J
jacob navia
Abstract
--------
Garbage collection is a method of managing memory by using a "collector"
library. Periodically, or triggered by an allocation request, the
collector looks for unused memory chunks and recycles them.
This memory allocation strategy has been adapted to C (and C++) by the
library written by Hans J Boehm and Alan J Demers.
Why a Garbage Collector?
-----------------------
Standard C knows only the malloc/calloc/free functions. The programmer
must manage each block of memory it allocates, never forgetting to call
the standard function free() for each block. Any error is immediately
fatal, but helas, not with immediate consequences. Many errors like
freeing a block twice (or more) or forgetting to free an allocated
block will be discovered much later (if at all). This type of bugs are
very difficult to find and a whole industry of software packages
exists just to find this type of bugs.
The garbage collector presents a viable alternative to the traditional
malloc/free "manual" allocation strategies. The allocator of Boehm
tries to find unused memory when either an allocation request is
done, or when explicitely invoked by the programmer.
The main advantage of a garbage collector is that the programmer is
freed from the responsability of allocating/deallocating memory. The
programmer requests memory to the GC, and then the rest is *automatic*.
Limitations of the GC.
---------------------
The GC needs to see all pointers in a program. Since it scans
periodically memory, it will assume that any block in its block list is
free to reuse when it can't find any pointers to it. This means that the
programmer can't store pointers in the disk, or in the "windows extra
bytes", as it was customary to do under older windows versions, or
elsewhere.
This is actually not a limitation since most programs do not write
pointers to disk, and expect them to be valid later...
Obviously, there is an infinite way to hide pointers (by XORing them
with some constant for instance) to hide them from the collector.
This is of no practical significance. Pointers aren't XORed in normal
programs, and if you stay within the normal alignment requirements
of the processor, everything works without any problems.
Performance considerations
--------------------------
In modern workstations, the time needed to make a complete sweep in
mid-size projects is very small, measured in some milliseconds. In
programs that are not real time the GC time is completely undetectable.
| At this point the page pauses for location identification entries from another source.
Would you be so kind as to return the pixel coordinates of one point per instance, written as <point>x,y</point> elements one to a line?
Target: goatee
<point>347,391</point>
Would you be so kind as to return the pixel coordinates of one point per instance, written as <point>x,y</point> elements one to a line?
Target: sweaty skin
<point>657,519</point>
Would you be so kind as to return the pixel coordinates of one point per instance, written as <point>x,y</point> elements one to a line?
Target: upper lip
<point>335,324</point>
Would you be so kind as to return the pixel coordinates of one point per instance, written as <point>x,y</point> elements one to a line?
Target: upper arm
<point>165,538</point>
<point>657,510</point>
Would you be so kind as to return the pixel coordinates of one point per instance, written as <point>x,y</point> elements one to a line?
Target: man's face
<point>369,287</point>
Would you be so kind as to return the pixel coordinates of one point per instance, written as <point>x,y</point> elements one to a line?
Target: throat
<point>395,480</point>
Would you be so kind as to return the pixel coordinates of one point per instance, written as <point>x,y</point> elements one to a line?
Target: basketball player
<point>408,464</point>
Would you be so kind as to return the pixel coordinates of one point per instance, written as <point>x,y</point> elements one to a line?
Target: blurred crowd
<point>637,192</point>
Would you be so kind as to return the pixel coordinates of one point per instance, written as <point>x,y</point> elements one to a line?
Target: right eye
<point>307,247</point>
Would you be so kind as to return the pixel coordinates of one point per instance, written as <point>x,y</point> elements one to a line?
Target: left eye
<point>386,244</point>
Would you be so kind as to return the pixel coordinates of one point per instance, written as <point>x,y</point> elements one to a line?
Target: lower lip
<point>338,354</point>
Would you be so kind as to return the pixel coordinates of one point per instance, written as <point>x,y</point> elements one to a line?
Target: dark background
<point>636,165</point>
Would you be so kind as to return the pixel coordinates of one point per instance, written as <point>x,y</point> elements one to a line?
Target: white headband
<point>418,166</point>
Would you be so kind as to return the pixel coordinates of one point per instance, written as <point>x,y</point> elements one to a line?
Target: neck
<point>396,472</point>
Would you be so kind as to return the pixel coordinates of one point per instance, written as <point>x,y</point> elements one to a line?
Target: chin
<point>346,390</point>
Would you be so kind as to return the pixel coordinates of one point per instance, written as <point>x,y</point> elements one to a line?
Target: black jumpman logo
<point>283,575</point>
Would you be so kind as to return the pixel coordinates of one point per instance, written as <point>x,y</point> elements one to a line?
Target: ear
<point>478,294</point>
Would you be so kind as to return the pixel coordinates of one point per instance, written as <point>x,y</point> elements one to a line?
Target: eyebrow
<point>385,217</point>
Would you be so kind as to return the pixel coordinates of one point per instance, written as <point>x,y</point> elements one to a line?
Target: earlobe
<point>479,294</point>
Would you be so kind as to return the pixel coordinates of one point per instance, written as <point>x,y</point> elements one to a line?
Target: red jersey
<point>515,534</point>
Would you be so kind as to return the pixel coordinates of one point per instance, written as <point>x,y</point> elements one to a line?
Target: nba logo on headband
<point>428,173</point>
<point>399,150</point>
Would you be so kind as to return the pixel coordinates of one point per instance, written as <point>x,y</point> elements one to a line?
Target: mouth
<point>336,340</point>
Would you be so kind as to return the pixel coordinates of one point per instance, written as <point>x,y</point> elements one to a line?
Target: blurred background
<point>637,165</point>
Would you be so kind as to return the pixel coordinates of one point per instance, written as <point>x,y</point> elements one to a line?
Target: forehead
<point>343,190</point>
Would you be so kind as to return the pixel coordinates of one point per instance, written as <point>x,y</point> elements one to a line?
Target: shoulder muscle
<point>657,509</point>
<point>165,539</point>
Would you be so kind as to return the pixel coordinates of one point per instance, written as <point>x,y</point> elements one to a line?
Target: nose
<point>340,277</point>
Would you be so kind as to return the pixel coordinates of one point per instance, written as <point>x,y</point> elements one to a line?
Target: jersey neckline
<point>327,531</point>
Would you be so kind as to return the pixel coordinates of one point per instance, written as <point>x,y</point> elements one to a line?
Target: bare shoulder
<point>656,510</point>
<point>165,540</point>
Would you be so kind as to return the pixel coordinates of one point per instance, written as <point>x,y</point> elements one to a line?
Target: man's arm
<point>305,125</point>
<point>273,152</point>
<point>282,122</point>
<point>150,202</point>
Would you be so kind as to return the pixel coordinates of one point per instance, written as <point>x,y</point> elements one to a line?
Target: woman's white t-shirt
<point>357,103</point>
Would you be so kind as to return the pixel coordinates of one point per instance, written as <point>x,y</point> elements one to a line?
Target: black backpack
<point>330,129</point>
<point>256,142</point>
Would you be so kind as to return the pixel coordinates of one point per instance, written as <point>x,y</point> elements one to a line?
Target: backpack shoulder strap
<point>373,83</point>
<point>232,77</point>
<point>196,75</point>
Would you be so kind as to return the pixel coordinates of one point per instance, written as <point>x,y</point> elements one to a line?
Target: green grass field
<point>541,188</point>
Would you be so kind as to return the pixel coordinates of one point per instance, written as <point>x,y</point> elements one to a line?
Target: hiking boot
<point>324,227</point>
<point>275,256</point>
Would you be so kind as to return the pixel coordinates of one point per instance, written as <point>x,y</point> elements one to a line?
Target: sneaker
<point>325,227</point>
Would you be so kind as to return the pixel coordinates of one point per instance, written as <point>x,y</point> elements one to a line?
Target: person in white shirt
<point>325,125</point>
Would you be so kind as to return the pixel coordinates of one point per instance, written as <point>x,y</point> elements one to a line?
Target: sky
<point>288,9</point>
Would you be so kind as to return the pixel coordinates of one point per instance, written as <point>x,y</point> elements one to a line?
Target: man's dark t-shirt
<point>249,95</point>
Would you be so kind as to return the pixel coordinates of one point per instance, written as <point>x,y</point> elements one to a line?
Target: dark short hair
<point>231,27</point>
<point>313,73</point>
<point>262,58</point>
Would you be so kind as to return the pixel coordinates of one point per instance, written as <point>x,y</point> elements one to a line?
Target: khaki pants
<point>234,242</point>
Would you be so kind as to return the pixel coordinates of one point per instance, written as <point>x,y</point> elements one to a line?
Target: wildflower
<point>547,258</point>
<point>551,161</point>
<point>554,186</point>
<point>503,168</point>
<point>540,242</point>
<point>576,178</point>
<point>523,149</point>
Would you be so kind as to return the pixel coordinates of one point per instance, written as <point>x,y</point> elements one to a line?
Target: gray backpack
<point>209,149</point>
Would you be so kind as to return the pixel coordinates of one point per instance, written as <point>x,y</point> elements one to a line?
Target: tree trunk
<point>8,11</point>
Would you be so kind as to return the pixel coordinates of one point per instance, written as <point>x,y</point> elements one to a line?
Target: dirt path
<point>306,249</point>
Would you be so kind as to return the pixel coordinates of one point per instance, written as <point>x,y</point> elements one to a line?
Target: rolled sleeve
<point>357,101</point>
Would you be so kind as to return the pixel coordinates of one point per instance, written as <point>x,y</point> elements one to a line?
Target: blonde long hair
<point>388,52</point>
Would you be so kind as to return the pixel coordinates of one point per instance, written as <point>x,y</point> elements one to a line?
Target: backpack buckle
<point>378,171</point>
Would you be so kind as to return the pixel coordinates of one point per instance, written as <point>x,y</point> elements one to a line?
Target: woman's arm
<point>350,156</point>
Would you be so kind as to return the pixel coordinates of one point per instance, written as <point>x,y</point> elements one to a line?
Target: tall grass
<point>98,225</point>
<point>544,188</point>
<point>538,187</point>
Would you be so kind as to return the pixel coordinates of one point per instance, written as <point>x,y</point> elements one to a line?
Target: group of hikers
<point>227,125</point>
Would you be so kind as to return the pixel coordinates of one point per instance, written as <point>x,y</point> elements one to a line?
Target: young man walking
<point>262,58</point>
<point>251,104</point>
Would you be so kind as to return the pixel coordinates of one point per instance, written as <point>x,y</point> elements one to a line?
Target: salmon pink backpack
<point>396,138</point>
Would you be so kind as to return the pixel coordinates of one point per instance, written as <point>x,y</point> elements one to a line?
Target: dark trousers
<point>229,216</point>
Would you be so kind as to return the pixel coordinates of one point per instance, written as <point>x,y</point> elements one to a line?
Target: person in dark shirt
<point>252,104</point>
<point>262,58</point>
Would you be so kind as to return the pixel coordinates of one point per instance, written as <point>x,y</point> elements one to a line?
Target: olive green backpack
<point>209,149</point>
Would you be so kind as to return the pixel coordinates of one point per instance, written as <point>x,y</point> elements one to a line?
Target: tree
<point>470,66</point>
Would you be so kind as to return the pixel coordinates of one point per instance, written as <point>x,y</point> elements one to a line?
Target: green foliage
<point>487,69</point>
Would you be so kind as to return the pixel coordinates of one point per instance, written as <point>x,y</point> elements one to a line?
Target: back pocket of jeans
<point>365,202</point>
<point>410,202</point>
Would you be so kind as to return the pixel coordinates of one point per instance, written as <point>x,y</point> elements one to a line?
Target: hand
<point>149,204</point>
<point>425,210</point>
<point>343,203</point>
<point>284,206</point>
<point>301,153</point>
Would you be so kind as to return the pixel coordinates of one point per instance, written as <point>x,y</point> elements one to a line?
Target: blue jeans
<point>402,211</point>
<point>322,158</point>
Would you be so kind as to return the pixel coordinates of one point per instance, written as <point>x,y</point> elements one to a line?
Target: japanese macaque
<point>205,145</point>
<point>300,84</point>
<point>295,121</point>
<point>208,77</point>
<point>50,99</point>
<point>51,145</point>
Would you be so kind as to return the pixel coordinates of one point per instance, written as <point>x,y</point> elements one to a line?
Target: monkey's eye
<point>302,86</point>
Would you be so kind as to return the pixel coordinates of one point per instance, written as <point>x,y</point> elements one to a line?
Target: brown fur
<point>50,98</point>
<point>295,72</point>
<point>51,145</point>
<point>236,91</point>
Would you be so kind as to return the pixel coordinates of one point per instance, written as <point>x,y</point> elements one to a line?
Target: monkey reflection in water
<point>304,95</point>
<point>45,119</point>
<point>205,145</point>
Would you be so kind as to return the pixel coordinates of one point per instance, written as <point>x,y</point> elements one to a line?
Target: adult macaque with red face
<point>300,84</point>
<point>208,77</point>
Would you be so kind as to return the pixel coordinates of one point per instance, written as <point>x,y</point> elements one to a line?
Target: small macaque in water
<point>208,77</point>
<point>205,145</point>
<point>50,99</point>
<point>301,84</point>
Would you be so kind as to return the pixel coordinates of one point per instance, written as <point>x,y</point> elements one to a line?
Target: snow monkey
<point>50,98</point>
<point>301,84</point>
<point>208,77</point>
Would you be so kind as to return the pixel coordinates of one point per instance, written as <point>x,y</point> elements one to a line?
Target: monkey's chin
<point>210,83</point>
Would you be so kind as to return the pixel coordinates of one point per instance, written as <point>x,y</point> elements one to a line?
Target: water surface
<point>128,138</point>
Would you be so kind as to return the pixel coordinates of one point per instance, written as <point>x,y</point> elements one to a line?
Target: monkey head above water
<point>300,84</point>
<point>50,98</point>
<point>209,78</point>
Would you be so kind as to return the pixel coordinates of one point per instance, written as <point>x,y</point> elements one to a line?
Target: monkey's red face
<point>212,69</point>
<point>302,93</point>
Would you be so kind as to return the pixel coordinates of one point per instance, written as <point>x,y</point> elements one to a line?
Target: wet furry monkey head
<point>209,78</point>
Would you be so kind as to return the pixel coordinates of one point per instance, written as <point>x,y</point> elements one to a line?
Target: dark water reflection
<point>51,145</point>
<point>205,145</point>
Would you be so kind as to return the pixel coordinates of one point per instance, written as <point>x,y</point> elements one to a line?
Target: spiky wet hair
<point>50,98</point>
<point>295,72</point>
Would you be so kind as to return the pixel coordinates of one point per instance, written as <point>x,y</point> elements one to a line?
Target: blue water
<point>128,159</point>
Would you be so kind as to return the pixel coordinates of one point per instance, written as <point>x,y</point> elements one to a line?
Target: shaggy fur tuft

I have used Boehm's GC in the IDE of lcc-win32, specially in the
debugger. Each string I show in the "automatic" window is allocated
using the GC. In slow machines you can sometimes see a pause of
less than a second, completely undetectable unless you know that is
there and try to find it.
It must be said too that the malloc/free system is slow too, since at
each allocation request malloc must go through the list of free blocks
trying to find a free one. Memory must be consolidated too, to avoid
fragmentation, and a malloc call can become very expensive, depending
on the implementation and the allocation pattern done by the program.
Portability
-----------
Boehm's GC runs under most standard PC and UNIX/Linux platforms. The
collector should work on Linux, *BSD, recent Windows versions, MacOS X,
HP/UX, Solaris, Tru64, Irix and a few other operating systems. Some
ports are more polished than others. There are instructions for porting
the collector to a new platform. Kenjiro Taura, Toshio Endo, and Akinori
Yonezawa have made available a parallel collector.
Conclusions
-----------
The GC is a good alternative to traditional allocation strategies for C
(and C++). The main weakness of the malloc/free system is that it
doesn't scale. It is impossible to be good at doing a mind numbing task
without any error 100% of the time. You can be good at it, you can be
bad at it, but you can NEVER be perfect. It is human nature.
The GC frees you from those problems, and allows you to conecntrate in
the problems that really matter, and where you can show your strength
as software designer. It frees you from the boring task of keeping track
of each memory block you allocate.
jacob
--------
Garbage collection is a method of managing memory by using a "collector"
library. Periodically, or triggered by an allocation request, the
collector looks for unused memory chunks and recycles them.
This memory allocation strategy has been adapted to C (and C++) by the
library written by Hans J Boehm and Alan J Demers.
Why a Garbage Collector?
-----------------------
Standard C knows only the malloc/calloc/free functions. The programmer
must manage each block of memory it allocates, never forgetting to call
the standard function free() for each block. Any error is immediately
fatal, but helas, not with immediate consequences. Many errors like
freeing a block twice (or more) or forgetting to free an allocated
block will be discovered much later (if at all). This type of bugs are
very difficult to find and a whole industry of software packages
exists just to find this type of bugs.
The garbage collector presents a viable alternative to the traditional
malloc/free "manual" allocation strategies. The allocator of Boehm
tries to find unused memory when either an allocation request is
done, or when explicitely invoked by the programmer.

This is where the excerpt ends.